3D printed grommets

ChimpChimp

Semi-Pro
Grommets are just a piece of plastics that don't take stress so the choice of material matters little. If there are 3D printed (cheap) grommets we will be happier to replace them more often.
 
Grommets are just a piece of plastics that don't take stress so the choice of material matters little. If there are 3D printed (cheap) grommets we will be happier to replace them more often.
The plastic has to be flexible to bend around the head of the racquet.
 
Grommets are just a piece of plastics that don't take stress so the choice of material matters little. If there are 3D printed (cheap) grommets we will be happier to replace them more often.
There was another thread about doing this for old rackets that don't have grommets available anymore. I have a printer and would actually try it if I had a file to print. modeling one from scratch without a model of the racket itself would be nearly impossible. So really the only option is to get one 3D scanned.

As for cost effectiveness, I don't think it would be worth it for any racket that has grommets available. The actual cost of the grommet wouldn't be that expensive but you would waste a lot of material on support. Not to mention they wouldn't be as tough as production grommets.
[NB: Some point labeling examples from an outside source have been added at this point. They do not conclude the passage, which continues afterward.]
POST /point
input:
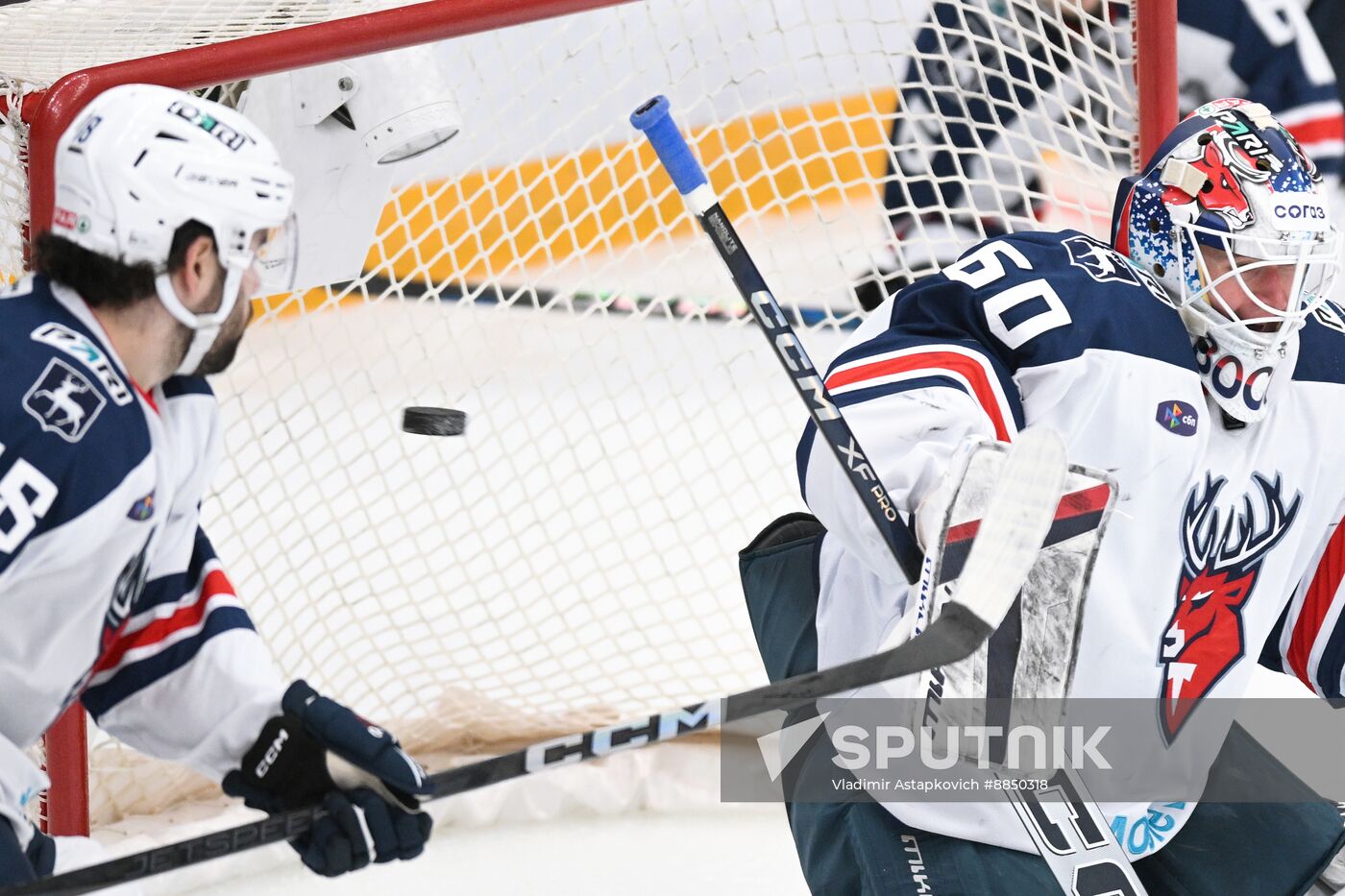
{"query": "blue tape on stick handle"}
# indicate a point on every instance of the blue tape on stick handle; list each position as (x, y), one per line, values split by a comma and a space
(654, 120)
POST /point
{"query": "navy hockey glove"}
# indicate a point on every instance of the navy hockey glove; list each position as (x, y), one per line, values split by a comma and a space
(320, 752)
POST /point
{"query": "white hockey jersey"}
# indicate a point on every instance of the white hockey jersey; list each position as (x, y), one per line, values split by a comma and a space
(1216, 529)
(110, 590)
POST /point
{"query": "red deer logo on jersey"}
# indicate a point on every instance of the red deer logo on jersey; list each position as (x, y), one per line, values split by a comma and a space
(1224, 166)
(1220, 564)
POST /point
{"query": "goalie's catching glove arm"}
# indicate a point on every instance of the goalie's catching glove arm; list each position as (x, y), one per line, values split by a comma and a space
(320, 752)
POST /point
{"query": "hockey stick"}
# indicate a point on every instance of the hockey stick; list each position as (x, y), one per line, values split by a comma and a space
(614, 302)
(1091, 860)
(1015, 526)
(675, 155)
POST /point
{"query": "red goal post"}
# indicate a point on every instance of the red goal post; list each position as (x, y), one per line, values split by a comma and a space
(47, 111)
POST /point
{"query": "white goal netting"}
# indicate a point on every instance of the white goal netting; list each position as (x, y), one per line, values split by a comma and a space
(572, 559)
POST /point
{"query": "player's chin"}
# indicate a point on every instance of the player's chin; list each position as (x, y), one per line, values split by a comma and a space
(219, 355)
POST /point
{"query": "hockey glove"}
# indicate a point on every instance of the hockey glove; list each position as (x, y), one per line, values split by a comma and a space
(322, 752)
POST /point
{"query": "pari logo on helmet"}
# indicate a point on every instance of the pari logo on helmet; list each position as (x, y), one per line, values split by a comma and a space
(124, 191)
(1220, 564)
(1223, 168)
(1228, 218)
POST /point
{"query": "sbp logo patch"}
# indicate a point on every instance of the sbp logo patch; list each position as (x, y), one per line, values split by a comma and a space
(1177, 417)
(63, 401)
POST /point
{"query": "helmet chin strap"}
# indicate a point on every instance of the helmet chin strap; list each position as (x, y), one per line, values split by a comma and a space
(1237, 370)
(205, 328)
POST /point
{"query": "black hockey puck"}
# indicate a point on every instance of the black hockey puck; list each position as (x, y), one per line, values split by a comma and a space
(433, 422)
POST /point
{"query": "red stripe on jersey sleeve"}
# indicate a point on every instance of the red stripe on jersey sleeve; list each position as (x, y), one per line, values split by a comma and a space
(932, 362)
(215, 583)
(1321, 593)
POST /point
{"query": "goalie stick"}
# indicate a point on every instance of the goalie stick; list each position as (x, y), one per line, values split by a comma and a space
(1085, 856)
(1015, 526)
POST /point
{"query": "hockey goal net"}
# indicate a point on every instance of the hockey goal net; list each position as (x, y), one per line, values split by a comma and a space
(572, 560)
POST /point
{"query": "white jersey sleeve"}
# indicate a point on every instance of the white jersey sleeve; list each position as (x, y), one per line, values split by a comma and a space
(185, 677)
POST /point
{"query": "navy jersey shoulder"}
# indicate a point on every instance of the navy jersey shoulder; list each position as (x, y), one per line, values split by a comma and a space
(1321, 346)
(66, 409)
(1041, 298)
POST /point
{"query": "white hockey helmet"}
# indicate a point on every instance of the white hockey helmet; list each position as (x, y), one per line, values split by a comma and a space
(141, 160)
(1231, 181)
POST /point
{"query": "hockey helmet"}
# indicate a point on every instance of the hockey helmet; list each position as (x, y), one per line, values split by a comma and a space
(1230, 217)
(141, 160)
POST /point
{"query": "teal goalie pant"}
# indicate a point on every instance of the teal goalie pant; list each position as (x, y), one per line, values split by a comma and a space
(861, 849)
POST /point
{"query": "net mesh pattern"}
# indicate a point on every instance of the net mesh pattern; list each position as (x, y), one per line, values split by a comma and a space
(572, 559)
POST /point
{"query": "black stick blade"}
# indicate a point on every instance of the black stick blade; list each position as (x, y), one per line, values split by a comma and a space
(433, 422)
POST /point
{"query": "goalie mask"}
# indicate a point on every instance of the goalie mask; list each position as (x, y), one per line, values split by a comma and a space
(141, 160)
(1228, 215)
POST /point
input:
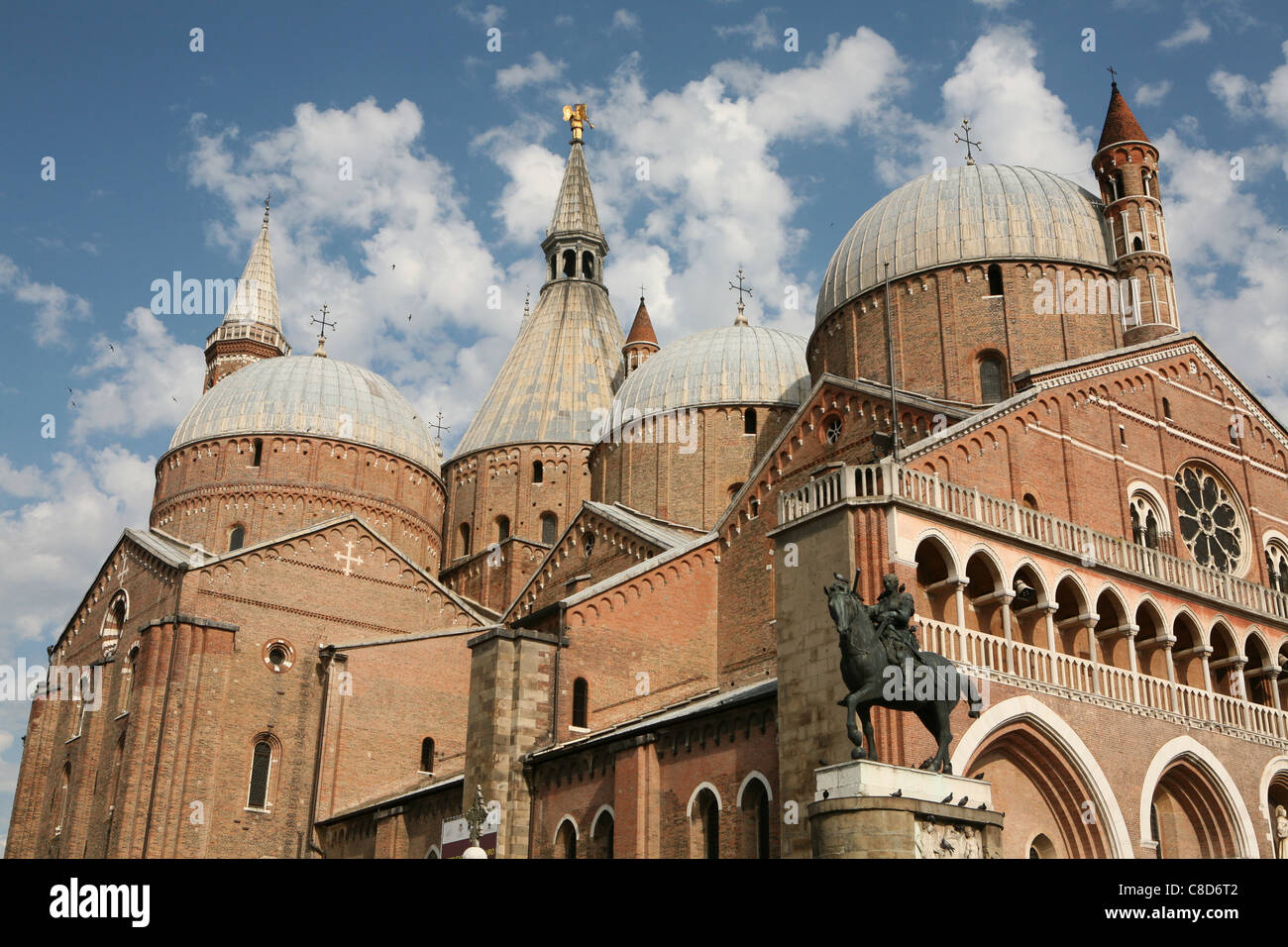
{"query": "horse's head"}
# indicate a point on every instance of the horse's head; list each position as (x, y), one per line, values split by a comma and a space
(841, 604)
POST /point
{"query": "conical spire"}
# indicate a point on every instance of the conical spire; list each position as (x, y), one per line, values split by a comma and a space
(575, 209)
(642, 329)
(256, 299)
(561, 373)
(1121, 125)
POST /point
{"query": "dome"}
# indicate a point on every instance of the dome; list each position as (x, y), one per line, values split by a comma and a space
(975, 213)
(305, 394)
(733, 365)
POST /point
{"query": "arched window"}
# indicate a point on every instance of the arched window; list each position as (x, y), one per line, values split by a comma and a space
(566, 840)
(755, 810)
(995, 279)
(603, 834)
(708, 823)
(1276, 565)
(580, 701)
(261, 770)
(991, 371)
(1145, 521)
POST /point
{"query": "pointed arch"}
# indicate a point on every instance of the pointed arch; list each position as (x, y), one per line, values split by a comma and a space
(1074, 754)
(1203, 763)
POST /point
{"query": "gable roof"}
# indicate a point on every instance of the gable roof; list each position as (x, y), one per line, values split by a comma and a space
(671, 538)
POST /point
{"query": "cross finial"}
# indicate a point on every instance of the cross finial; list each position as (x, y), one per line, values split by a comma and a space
(576, 118)
(741, 289)
(967, 142)
(325, 325)
(476, 817)
(438, 428)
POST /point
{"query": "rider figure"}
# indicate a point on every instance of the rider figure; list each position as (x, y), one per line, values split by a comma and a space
(890, 617)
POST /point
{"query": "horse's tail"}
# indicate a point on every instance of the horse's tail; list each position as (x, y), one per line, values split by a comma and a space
(974, 702)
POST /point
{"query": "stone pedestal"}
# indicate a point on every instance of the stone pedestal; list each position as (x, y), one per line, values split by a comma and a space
(866, 809)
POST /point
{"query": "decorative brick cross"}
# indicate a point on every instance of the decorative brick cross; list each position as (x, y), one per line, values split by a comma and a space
(348, 558)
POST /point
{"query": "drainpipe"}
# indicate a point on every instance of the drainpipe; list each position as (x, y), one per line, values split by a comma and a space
(326, 654)
(165, 706)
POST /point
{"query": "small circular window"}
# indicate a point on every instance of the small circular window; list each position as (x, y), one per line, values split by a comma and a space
(1209, 514)
(278, 656)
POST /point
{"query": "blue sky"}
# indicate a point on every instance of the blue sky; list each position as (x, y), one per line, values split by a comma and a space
(758, 157)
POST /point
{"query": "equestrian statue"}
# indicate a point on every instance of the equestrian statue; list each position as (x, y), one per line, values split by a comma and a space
(883, 667)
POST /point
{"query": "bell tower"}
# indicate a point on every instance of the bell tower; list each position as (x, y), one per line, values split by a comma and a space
(1126, 166)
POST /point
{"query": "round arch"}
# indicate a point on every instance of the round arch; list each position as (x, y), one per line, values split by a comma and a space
(760, 777)
(944, 547)
(1064, 737)
(571, 821)
(694, 797)
(1186, 748)
(600, 810)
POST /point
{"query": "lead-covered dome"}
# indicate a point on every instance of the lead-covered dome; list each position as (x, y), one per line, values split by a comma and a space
(975, 213)
(732, 365)
(305, 394)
And they are actually under a lot of stress from the strings, which would be a huge disadvantage to 3D printing them because the layers would likely delaminate after pulling tension. Nylon would have the best chance of survival but still won't solve the layer issues. But like I said, if someone has a 3D scanner and wants to scan some grommets I can try printing them.
 
Grommets aren't that expensive anyway right? I think the last time I bought some they were like $12. I would only need to replace them maybe once a year or other year so it's not worth the trouble that I can guarantee would come with 3d printing them.
 
You said it yourself in your opening post. The choice of material that can be laid down matters. PLA is too heavy and brittle. When they introduce a soft malleable material that can be formed is when you may have printable grommets. Even then, the manner in which the layers are currently printed create their own issues.
 
I certainly would try TPU if I had to do it, because it's flexible, does not delaminate , and prints "easily" (at common 3D printing temperatures, unlike nylon) (and I have "only" PLA/PETG/ABS/ASA/TPU at hand) . but it is flexible so would need thick-enough walls to not collapse inside the raquet on tie off grommets.